A gente se acostuma a morar em apartamentos de fundos e a não ter outra vista que não as janelas ao redor. E, porque não tem vista, logo se acostuma a não olhar para fora. E, porque não olha para fora, logo se acostuma a não abrir de todo as cortinas. E, porque não abre as cortinas, logo se acostuma a acender mais cedo a luz. E, à medida que se acostuma, esquece o sol, esquece o ar, esquece a amplidão.
A gente se acostuma a acordar de manhã sobressaltado porque está na hora. A tomar o café correndo porque está atrasado. A ler o jornal no ônibus porque não pode perder o tempo da viagem. A comer sanduíche porque não dá para almoçar. A sair do trabalho porque já é noite. A cochilar no ônibus porque está cansado. A deitar cedo e dormir pesado sem ter vivido o dia.
A gente se acostuma a abrir o jornal e a ler sobre a guerra. E, aceitando a guerra, aceita os mortos e que haja números para os mortos. E, aceitando os números, aceita não acreditar nas negociações de paz. E, não acreditando nas negociações de paz, aceita ler todo dia da guerra, dos números, da longa duração.
A gente se acostuma a esperar o dia inteiro e ouvir no telefone: hoje não posso ir. A sorrir para as pessoas sem receber um sorriso de volta. A ser ignorado quando precisava tanto ser visto.
A gente se acostuma a pagar por tudo o que deseja e o de que necessita. E a lutar para ganhar o dinheiro com que pagar. E a ganhar menos do que precisa. E a fazer fila para pagar. E a pagar mais do que as coisas valem. E a saber que cada vez pagar mais. E a procurar mais trabalho, para ganhar mais dinheiro, para ter com que pagar nas filas em que se cobra.
A gente se acostuma a andar na rua e ver cartazes. A abrir as revistas e ver anúncios. A ligar a televisão e assistir a comerciais. A ir ao cinema e engolir publicidade. A ser instigado, conduzido, desnorteado, lançado na infindável catarata dos produtos.

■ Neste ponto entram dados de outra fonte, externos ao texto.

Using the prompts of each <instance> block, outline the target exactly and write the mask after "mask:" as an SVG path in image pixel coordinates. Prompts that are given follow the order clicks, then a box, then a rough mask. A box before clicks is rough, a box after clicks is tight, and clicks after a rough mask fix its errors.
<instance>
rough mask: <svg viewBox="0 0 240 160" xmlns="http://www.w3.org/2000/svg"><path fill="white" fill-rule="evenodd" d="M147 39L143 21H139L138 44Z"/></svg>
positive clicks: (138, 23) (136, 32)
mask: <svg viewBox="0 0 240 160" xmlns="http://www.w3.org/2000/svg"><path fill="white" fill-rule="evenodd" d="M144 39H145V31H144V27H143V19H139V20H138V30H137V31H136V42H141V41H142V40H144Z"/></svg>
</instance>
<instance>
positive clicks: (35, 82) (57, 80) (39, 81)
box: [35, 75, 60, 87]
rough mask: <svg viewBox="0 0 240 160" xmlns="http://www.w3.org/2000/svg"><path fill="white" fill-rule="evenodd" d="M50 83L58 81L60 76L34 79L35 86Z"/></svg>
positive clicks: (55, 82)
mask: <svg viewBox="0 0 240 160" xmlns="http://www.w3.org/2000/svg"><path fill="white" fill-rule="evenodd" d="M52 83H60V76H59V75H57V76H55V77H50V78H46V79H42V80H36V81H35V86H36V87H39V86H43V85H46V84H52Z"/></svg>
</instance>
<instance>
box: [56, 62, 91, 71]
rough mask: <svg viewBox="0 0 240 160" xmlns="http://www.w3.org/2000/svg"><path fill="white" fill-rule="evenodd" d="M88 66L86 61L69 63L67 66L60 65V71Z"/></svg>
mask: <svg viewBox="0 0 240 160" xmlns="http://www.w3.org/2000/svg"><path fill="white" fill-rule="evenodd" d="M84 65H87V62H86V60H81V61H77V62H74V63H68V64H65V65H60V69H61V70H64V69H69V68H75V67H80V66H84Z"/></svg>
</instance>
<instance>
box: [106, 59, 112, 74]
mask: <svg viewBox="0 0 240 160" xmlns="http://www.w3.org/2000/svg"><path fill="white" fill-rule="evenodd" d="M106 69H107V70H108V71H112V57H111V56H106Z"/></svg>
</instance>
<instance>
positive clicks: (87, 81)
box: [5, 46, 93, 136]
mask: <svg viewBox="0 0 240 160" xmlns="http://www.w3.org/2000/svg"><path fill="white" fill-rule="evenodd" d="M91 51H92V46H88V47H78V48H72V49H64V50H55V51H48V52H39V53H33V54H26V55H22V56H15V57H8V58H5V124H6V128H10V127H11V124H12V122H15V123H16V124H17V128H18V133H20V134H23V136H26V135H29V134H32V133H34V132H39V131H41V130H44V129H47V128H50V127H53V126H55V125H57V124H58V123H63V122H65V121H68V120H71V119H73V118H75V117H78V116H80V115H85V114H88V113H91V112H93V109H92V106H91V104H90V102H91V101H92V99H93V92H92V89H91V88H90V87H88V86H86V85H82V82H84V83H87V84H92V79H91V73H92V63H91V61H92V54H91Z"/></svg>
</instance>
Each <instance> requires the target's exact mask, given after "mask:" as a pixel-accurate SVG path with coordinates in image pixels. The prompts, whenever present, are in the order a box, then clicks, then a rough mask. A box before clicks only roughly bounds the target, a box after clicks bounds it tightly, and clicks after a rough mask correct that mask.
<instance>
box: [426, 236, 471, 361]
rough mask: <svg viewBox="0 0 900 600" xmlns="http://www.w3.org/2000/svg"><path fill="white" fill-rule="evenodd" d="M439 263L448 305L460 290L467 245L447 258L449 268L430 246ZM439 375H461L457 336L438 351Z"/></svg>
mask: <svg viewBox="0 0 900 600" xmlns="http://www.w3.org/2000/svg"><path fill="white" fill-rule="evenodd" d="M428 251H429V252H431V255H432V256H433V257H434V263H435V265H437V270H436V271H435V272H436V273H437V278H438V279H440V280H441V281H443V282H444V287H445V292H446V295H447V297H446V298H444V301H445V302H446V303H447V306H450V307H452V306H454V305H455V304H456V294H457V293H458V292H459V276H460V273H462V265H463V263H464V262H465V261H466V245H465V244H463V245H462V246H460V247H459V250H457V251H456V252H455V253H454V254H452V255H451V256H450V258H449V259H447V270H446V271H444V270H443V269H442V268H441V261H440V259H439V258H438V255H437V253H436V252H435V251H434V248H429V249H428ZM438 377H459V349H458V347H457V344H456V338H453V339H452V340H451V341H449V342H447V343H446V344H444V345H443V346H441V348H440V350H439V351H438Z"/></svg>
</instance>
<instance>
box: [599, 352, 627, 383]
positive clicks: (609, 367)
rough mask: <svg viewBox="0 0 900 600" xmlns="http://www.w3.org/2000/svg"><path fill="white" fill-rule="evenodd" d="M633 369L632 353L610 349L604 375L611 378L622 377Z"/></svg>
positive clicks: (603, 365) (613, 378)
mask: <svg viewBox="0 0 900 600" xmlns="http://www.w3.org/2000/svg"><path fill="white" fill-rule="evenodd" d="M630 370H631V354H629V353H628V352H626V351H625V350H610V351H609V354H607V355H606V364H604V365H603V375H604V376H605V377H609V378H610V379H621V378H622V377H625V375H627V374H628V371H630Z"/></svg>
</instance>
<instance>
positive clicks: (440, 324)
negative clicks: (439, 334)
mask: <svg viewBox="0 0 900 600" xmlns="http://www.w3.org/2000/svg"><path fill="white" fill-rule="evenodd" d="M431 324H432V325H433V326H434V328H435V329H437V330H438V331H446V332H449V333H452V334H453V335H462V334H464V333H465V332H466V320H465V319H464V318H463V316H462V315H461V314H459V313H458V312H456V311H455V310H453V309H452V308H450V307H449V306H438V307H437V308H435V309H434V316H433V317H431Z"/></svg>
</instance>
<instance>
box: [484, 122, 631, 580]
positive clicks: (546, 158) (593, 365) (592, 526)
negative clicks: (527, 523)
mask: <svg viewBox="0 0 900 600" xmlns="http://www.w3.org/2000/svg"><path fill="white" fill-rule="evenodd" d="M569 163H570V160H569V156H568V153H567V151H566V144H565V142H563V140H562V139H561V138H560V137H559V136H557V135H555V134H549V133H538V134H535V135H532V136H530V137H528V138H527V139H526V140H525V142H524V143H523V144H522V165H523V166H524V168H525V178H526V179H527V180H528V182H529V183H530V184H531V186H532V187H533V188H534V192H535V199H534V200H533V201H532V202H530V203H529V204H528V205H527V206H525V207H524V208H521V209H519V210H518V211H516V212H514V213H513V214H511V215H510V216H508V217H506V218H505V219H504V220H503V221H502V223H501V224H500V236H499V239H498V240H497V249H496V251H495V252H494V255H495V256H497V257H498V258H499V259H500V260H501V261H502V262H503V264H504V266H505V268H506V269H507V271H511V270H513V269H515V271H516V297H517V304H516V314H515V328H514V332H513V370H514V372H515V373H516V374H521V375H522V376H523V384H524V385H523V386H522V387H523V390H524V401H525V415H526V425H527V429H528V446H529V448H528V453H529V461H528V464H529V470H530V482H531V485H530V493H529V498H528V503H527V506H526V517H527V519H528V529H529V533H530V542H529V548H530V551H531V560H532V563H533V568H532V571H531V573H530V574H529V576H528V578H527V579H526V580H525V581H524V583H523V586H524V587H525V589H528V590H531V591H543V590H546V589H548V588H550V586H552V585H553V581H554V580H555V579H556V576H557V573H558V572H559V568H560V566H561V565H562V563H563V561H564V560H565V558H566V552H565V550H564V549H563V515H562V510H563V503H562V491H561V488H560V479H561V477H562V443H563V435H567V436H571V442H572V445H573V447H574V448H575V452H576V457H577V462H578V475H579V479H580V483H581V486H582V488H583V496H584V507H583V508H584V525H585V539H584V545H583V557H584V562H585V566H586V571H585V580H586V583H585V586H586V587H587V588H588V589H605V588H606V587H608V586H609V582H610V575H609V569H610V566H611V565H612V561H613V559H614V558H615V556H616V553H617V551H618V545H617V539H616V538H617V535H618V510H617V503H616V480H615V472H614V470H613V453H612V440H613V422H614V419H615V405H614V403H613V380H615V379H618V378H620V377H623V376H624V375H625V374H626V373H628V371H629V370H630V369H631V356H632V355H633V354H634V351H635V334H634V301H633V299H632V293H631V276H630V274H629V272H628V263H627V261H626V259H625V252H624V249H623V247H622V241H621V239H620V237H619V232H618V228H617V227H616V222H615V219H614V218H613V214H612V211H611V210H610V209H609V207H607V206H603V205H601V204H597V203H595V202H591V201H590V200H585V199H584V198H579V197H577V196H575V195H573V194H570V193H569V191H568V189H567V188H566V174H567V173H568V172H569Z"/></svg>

A gente se acostuma à poluição. Às salas fechadas de ar condicionado e cheiro de cigarro. À luz artificial de ligeiro tremor. Ao choque que os olhos levam na luz natural. Às bactérias da água potável. À contaminação da água do mar. À lenta morte dos rios. Se acostuma a não ouvir passarinho, a não ter galo de madrugada, a temer a hidrofobia dos cães, a não colher fruta no pé, a não ter sequer uma planta.
A gente se acostuma a coisas demais, para não sofrer. Em doses pequenas, tentando não perceber, vai afastando uma dor aqui, um ressentimento ali, uma revolta acolá. Se o cinema está cheio, a gente senta na primeira fila e torce um pouco o pescoço. Se a praia está contaminada, a gente molha só os pés e sua no resto do corpo. Se o trabalho está duro, a gente se consola pensando no fim de semana. E se no fim de semana não há muito o que fazer a gente vai dormir cedo e ainda fica satisfeito porque tem sempre sono atrasado.
A gente se acostuma para não se ralar na aspereza, para preservar a pele. Se acostuma para evitar feridas, sangramentos, para esquivar-se de faca e baioneta, para poupar o peito. A gente se acostuma para poupar a vida. Que aos poucos se gasta, e que, gasta de tanto acostumar, se perde de si mesma.
*Texto extraído do livro homônimo, publicado em 1996, pela editora Rocco.